Lieutenant James Guye Francklin Watkinson ROBERTS RN
HMS Exmouth, Royal Navy

Date of birth: 12th July 1910
Date of death: 21st January 1940

Killed in action aged 29
Commemorated on the Portsmouth Naval Memorial Panel 37 Column 1
He was the born at Beckenham on the 12th of July 1910 the eldest son of George Watkinson Roberts, incorporated accountant, and Dorothy Georgina (nee Tinney) of 17 St James Park, Beckenham.

He was educated at Falconbury School, Purley, and at the King's School Canterbury from September 1924 to July 1928, where he was in Langley House. He was awarded a Junior Scholarship in June 1926 and a Senior Scholarship in June 1927. He was appointed as a House Monitor in 1928.

On leaving School he entered the Royal Navy on a special entry cadetship where he attended the gunnery training ship HMS Erebus and was Captain of the Rugby XV while he was there. He passed out third, gaining gunnery and torpedo prizes, and was appointed as a Midshipman on the 1st of September 1929. He saw service in the Mediterranean and in the Far East. He was promoted to Acting Sub Lieutenant on the 1st of January 1932 and to Lieutenant on the 1st of October 1932 after gaining five "firsts" in his examinations.
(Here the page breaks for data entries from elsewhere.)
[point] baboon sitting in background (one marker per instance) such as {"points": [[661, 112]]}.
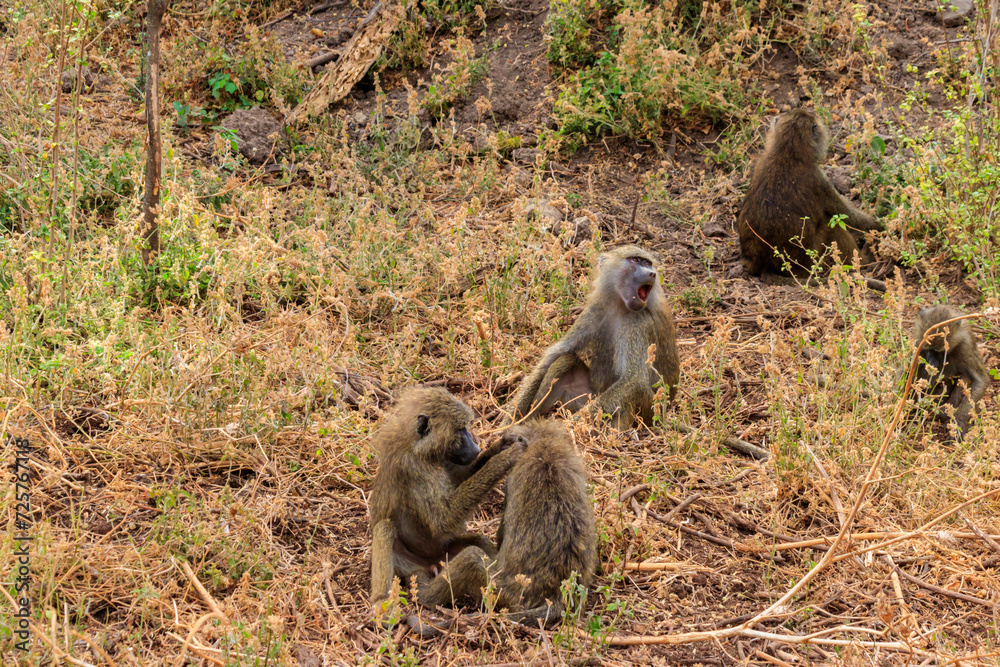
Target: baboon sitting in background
{"points": [[790, 202], [626, 312], [951, 363]]}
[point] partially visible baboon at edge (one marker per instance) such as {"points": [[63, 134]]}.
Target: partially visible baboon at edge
{"points": [[431, 477], [952, 365], [790, 202], [626, 312]]}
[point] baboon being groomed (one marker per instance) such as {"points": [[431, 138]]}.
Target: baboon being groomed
{"points": [[548, 533], [431, 477], [788, 207], [626, 312], [952, 365]]}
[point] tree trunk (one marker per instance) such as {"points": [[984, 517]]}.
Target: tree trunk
{"points": [[150, 230]]}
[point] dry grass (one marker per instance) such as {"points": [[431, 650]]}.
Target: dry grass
{"points": [[213, 511]]}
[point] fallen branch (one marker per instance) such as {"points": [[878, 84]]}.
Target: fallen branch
{"points": [[742, 446], [942, 591], [646, 566], [367, 44], [779, 609]]}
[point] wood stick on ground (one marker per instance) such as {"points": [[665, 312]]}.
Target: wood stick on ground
{"points": [[646, 566], [742, 446], [778, 609], [367, 44], [189, 573], [943, 591], [834, 498], [906, 616], [983, 536]]}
In 1935 he was posted to HMS "Excellent" to specialise in gunnery and during 1936/37 he was employed on the staff of a gunnery school. He served as Gunnery Officer in his Flotilla from January 1938.

In early 1936 he was married to Helen Mary Peggy (nee Palin).
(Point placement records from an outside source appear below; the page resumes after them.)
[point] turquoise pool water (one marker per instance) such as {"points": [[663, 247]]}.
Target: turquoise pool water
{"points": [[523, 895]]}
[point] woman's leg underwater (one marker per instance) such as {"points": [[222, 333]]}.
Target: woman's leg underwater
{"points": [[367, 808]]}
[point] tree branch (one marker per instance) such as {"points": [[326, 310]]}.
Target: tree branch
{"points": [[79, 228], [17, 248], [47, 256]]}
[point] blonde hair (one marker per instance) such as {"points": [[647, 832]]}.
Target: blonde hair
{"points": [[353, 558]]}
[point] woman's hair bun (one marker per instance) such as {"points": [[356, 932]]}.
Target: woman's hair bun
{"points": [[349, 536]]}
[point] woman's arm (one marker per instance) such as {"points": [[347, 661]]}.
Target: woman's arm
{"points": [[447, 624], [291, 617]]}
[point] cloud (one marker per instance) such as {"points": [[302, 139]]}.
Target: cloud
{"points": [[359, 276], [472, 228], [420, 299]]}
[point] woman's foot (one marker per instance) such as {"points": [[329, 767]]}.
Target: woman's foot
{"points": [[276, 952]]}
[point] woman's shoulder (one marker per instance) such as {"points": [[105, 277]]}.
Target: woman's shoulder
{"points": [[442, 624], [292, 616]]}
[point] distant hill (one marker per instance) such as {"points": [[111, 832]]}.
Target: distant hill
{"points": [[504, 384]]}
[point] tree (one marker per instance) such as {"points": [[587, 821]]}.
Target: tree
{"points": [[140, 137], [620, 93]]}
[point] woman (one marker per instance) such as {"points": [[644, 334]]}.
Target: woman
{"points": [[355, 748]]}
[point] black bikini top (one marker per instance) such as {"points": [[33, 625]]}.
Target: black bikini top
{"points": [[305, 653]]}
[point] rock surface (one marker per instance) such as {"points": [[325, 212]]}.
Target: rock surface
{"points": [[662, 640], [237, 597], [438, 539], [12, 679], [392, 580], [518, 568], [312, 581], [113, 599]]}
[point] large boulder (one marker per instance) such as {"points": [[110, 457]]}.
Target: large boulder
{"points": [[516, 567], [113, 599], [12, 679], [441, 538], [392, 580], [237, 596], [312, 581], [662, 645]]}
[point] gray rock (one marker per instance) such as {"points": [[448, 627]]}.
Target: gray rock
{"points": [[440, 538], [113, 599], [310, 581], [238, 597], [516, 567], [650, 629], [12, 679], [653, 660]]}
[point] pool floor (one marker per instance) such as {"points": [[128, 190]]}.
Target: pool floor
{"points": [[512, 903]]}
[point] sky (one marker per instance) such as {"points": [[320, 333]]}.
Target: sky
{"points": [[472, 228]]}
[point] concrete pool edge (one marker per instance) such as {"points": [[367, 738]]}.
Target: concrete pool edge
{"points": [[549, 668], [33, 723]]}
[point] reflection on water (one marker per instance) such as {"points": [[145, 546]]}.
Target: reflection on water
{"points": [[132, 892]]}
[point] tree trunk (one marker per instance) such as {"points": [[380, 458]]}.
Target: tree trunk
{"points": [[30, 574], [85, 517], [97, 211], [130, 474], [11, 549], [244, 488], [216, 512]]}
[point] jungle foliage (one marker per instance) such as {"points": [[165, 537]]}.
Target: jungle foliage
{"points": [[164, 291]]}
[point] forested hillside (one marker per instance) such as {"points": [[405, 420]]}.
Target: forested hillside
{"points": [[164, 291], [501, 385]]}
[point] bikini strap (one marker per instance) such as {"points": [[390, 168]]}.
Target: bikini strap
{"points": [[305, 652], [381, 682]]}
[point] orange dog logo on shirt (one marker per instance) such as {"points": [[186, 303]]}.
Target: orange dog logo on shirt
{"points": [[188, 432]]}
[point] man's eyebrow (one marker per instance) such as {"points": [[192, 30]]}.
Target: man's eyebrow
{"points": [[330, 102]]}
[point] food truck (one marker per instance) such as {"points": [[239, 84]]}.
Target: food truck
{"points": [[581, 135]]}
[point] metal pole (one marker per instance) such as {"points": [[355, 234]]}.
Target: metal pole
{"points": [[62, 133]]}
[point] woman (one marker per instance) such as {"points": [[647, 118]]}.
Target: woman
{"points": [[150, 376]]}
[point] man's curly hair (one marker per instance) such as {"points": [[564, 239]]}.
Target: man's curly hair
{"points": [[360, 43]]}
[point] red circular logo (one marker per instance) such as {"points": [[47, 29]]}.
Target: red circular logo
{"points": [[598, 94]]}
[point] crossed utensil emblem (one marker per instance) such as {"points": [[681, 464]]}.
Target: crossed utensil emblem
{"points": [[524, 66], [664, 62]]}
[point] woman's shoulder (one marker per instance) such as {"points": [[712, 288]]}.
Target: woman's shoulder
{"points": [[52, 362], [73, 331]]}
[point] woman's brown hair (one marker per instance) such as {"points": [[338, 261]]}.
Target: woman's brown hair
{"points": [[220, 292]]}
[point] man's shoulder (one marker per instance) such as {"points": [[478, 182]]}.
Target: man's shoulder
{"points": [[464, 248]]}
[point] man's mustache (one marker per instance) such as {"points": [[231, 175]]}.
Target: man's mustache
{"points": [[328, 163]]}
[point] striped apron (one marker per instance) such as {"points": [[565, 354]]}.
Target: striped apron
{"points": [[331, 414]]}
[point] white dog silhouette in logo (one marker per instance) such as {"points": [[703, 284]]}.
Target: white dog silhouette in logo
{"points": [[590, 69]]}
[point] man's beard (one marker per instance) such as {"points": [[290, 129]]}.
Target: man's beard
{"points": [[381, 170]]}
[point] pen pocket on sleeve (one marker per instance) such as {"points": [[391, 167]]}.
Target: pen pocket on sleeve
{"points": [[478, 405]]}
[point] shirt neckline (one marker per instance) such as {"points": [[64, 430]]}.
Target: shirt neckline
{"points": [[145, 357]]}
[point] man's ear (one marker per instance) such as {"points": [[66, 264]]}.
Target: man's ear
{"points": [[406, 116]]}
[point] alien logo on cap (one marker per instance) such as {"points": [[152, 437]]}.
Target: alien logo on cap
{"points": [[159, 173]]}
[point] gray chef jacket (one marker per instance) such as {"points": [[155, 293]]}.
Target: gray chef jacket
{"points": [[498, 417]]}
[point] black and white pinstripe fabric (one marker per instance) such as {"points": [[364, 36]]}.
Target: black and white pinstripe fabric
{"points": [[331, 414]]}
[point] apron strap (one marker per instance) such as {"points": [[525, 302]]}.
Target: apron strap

On the afternoon of the 20th of January 1940 he was serving on the E Class destroyer HMS Exmouth (H02), under the command of Captain Richard Stoddart Benson DSO RN, when they received orders to rendezvous with a merchant ship, the Cyprian Prince, off Aberdeen and escort her to Scapa Flow. The merchantman, under the command of Master Benjamin Wilson, was carrying a cargo of searchlights, anti-aircraft guns, trucks, cars and ammunition for the naval base there. Having made contact in the early evening, Cyprian Prince followed HMS Exmouth northwards. At 3.25am on the morning of the 21st of January 1940, the two vessels were passing to the southeast of the Orkneys, when they sailed across the path of the German U-Boat U-22, under the command of Karl Heinrich Jenisch, which had been observing three Scandinavian steamers and, instead, began stalking the two new targets. At 4.38, U-22 was turning to fire at Cyprian Prince when she fired a torpedo at HMS Exmouth which hit the destroyer on the starboard side.
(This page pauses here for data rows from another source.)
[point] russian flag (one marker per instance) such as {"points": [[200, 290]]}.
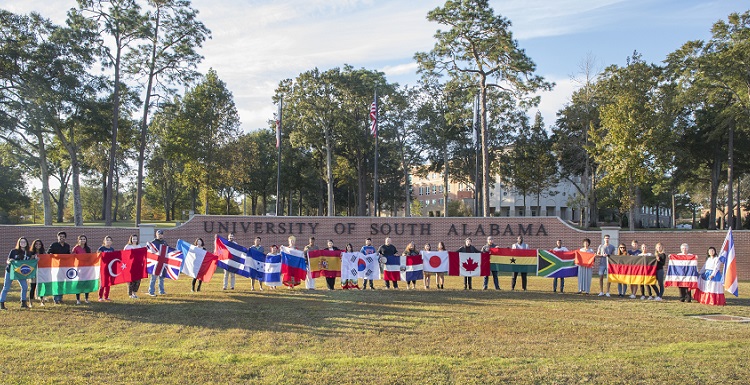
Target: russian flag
{"points": [[682, 271], [293, 266], [272, 270], [728, 258], [198, 263]]}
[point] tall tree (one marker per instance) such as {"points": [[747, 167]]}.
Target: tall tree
{"points": [[123, 23], [480, 44], [168, 57]]}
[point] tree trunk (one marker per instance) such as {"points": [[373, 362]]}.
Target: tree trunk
{"points": [[329, 172], [715, 171], [44, 171], [144, 120], [485, 150]]}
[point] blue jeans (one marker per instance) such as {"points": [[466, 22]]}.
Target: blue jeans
{"points": [[6, 287], [153, 283], [562, 284]]}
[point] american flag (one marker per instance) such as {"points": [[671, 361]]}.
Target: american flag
{"points": [[164, 261], [374, 118]]}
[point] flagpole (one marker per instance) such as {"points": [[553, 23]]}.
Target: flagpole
{"points": [[375, 132], [278, 159]]}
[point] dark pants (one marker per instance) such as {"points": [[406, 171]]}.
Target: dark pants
{"points": [[659, 283], [523, 280], [134, 286], [494, 280], [562, 284], [685, 295]]}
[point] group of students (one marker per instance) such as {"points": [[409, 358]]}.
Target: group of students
{"points": [[25, 250]]}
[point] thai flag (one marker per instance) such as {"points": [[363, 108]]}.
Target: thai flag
{"points": [[163, 261], [238, 259], [414, 268], [728, 258]]}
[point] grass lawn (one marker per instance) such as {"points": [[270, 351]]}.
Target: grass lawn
{"points": [[373, 337]]}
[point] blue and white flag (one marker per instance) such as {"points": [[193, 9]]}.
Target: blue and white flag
{"points": [[238, 259]]}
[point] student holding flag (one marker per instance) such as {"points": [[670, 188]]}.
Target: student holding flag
{"points": [[198, 242], [411, 251], [367, 249], [229, 277], [310, 282], [387, 250], [136, 284], [59, 247], [20, 253], [106, 247], [256, 246], [157, 242], [82, 247], [469, 248], [37, 247], [710, 289]]}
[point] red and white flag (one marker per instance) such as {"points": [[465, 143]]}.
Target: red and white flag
{"points": [[468, 264], [123, 266]]}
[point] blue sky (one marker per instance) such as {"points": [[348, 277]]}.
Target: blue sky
{"points": [[257, 43]]}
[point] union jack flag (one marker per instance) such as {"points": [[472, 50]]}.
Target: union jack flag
{"points": [[374, 118], [164, 260]]}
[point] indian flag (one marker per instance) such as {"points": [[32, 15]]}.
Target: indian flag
{"points": [[60, 274], [513, 260]]}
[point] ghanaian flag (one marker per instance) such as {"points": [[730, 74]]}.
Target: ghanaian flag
{"points": [[632, 269], [325, 263], [513, 260]]}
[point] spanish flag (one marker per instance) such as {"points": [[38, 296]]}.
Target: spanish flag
{"points": [[513, 260], [325, 263], [632, 269]]}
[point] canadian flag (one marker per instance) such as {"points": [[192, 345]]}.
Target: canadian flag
{"points": [[123, 266], [469, 264]]}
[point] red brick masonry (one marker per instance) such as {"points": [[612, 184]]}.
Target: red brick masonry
{"points": [[538, 232]]}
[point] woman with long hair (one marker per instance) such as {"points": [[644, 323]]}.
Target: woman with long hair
{"points": [[19, 253], [198, 242], [135, 284], [81, 247], [37, 247]]}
HMS Exmouth's stern light was still in sight of the Cyprian Prince at 4.44am, when Chief Officer Albert Thomas Clark (who was on watch on the Cyprian Prince) heard two explosions. The second detonation was so loud that it soon became clear that the Exmouth had been attacked and had suffered a devastating blow. It is thought that the ship’s magazine was hit, such was the ferocity of the explosion. Hoping to find survivors, the Cyprian Prince stopped her engines to search the immediate area. Voices were heard and flashing lights were seen in the water. The captain of the Cyprian Prince had by that stage already ordered men to stand by the boats, ready to pick up the survivors. But he decided that to stop in good visibility carried too great a risk for his own vessel. At 4.56am, he rang down for 'Full steam ahead' and turned to port, to head for Kirkwall. At an inquiry, Benjamin Wilson stated that "I decided that it was impossible to render assistance to the men in the water without sacrificing the Cyprian Prince.

A week later bodies from HMS Exmouth were washed ashore at Lybster on the north-eastern tip of Scotland, and a funeral took place at Wick soon afterwards. In a single mass grave, the bodies of 18 seamen were buried. HMS Exmouth was the first Royal Navy ship to be lost with all hands in the Second World War.

His brother, Lieutenant Peter Scawen Watkinson Roberts RN VC DSC (OKS) HMS Submarine Thrasher, won the Victoria Cross on the 17th of February 1942.